Anyone who knows me will often see me with these devices in very visible places. I do this intentionally! I love when people ask me about what they are, what they do, or why I’m wearing them. My diabetes is a part of me. Accepting it and no longer allowing it to be invisible has been life-changing in the most positive way. Embracing this disease has empowered me to dispel the myths and comments that come from a place of misunderstanding that so many T1Ds are accustomed to hearing. For example:
Myths/Comments v. Reality
“Can you not give yourself a shot in front of me?”
I need insulin, or I will die, easily within a week or so. I can’t worry about my disease being an inconvenience for other people.
“You poor thing. You must not be able to eat that.”
We can eat a normal diet just like anyone else! I just need to keep an eye on my blood sugar level and take insulin if I’m eating any sort of carbohydrate.
“You’re diabetic? But you don’t look overweight.”
Type 1 diabetes is not at all related to being overweight, and type 2 diabetes can also affect thin people.
“I could never do that. I hate needles.”
You would be surprised by what you can do when your life depends on it. It’s easy when your choice is deal with needles or die.
“Oh, you’re like my [insert relative here]! They take pills for their diabetes.”
Type 2 diabetes is actually quite different from type 1 diabetes. My body does not produce insulin at all, so I have to take insulin subcutaneously. Type 2 diabetes means the body doesn’t produce enough insulin or doesn’t use it properly. It sometimes requires insulin but can also be managed through diet, exercise or oral medication. And for what it’s worth, my diabetes is also not the same as your cat’s diabetes.
“You probably got it from eating too much sugar, right?”

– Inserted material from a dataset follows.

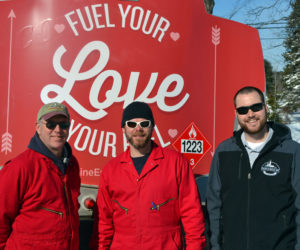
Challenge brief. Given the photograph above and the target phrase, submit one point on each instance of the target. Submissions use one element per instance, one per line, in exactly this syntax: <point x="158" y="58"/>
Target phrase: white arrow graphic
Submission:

Type 1 diabetes is an autoimmune disease in which the immune system destroys the insulin-producing islet cells in the pancreas. Scientists still don’t know the exact cause, but they think genetics and viruses play a role. Type 1 diabetes is not preventable.

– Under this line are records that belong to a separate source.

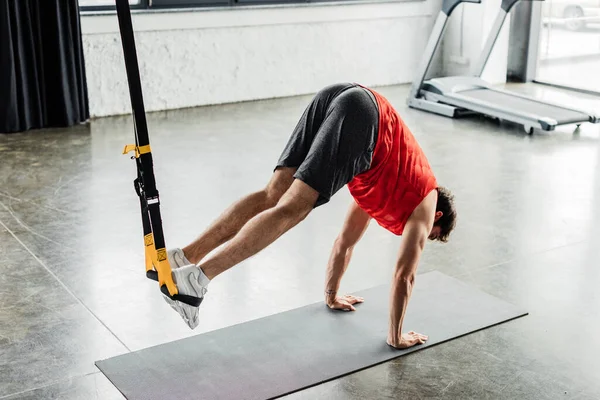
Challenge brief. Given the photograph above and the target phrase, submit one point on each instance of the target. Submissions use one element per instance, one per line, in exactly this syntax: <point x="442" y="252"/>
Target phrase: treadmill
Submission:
<point x="455" y="96"/>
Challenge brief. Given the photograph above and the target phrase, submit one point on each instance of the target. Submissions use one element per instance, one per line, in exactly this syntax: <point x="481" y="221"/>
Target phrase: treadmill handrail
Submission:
<point x="433" y="43"/>
<point x="545" y="102"/>
<point x="485" y="107"/>
<point x="449" y="5"/>
<point x="505" y="8"/>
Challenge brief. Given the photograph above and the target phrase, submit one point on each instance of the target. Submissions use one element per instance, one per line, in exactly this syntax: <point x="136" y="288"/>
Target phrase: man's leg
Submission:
<point x="263" y="229"/>
<point x="228" y="224"/>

“Your blood sugar is low. So you need insulin, right? // Your blood sugar is high. Do you need food?”
Taking insulin when blood sugar is low can quickly lead to death. Conversely, insulin is required to bring down a high blood sugar.
More and more people are being diagnosed with type 1 diabetes, including my younger brother and one of my younger sisters. According to the Centers for Disease Control and Prevention, about 1.25 million Americans currently live with type 1 diabetes, and that figure is projected to grow to 5 million by 2050. I continue to pray for a cure, but until that happens, I’ll continue to use my platform for education and advocacy.
This entry appeared in Porter Novelli’s annual We Stand for Love campaign, an employee-driven effort – originally in response to the white supremacist rally in Charlottesville, VA in 2017 – which aims to combat discriminatory or hateful messaging with our own experiences standing for love.